Un coup de cutter plus tard, un gros sachet de poudre blanche apparaît au coeur du fruit. Tassé, hermétique. Les dachines (tubercules ressemblant au céleri), aubergines amères, calous (sorte de gros cornichon) sont tous fourrés, ou presque. Du travail soigné, les sections recollées sont presque invisibles. Une demi-heure pour les ouvrir tous.

- "Je ne savais pas. C'est un copain qui m'a donné ça à emporter en France".

- "Oui, comme d'habitude. Garde ça pour le juge", lui sourit un autre douanier. "S'il est de bonne humeur, il te croira...".

Michaël est mis en "retenue douanière", le temps que les trois PV de procédure soient établis. La cocaïne testée, lui aussi, via l'urine, pour détecter s'il en a ingéré. Puis il sera transmis aux services anti-drogue de la PJ guyanaise.

Ce soir-là, sur le vol Air Caraïbes et le vol Air France à destination d'Orly, les douaniers vont aussi placer en retenue un colosse hollandais originaire du Suriname qui avait commis l'erreur, pour tenter de couvrir l'odeur de la drogue, de s'enduire de baume du Tigre.

"Il sentait tellement fort que cela a indisposé une des filles du contrôle des bagages à main, qui est allergique", dit Richard. "Elle nous a prévenus".

- "Vingt à trente mules par vol" -

Ses trois kilos et quelque de cocaïne étaient dans de grandes enveloppes plates, simplement glissées dans des porte-documents.

Une autre passagère qui a sonné au portique de détection métallique a subi une fouille à corps : elle portait de fines couches de poudre blanche sur elle, hanches et jambes, enveloppées selon la technique dite "de la momie". Déférée aux policiers de la Police aux frontières.

"Depuis Cayenne, un vol pour Paris sans saisie de drogue, ça n'existe pas", assure à l'AFP Christophe Ducoli. "En croisant nos données, nous sommes arrivés à une estimation de vingt à trente mules par vol. Certaines +in corpore+, qui ont avalé des boulettes notamment, ou dans les bagages".

Trente douaniers à l'aéroport, cela signifie une dizaine présents sur chaque vol pour Paris. Trois fonctionnaires sont immobilisés par la procédure sur une mule. Le calcul est simple: après trois mules détectées, les autres passent sans encombre.

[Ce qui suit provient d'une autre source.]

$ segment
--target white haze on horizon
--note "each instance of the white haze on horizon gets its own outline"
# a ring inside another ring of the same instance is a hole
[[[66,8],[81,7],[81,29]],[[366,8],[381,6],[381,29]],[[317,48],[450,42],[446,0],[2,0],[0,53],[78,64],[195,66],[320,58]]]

"Les passeurs le savent, et ils sont malins", ajoute l'inspecteur. "Ils font souvent des écrans de fumée en envoyant d'abord des personnes qui vont flasher chez nous au début, pour nous égarer et nous faire perdre notre temps avec de petites quantités, puis les plus grosses passent derrière".

Quand des bagages ou des passagers suspects sont repérés mais ne peuvent être traités, faute de personnel, les signalements sont envoyés à Orly, en espérant que les collègues parisiens seront assez nombreux à l'arrivée.

A la préfecture de Guyane, le directeur de cabinet, Olivier Ginez, sait bien que "les mules, les douaniers les voient, les repèrent. Mais ils ne peuvent pas en arrêter dix, quinze, vingt par jour parce qu'ils ne peuvent pas les traiter. L'aéroport, c'est un goulot d'étranglement".

Il assure que sous peu "une stratégie va être définie, pour mettre en place des techniques de contrôle à 100% de tous les passagers en provenance de Cayenne à Orly. Tout ce qui est soupçonné sera contrôlé à Paris".

"C'est ce que les Hollandais ont mis en place à Amsterdam, pour les vols venant du Suriname: tout le monde passe au contrôle. Nous allons proposer ce genre de chose. Si pendant 3, 6 mois, c'est contrôlé à 100%, c'est fini. Les trafiquants chercheront d'autres routes", dit-il.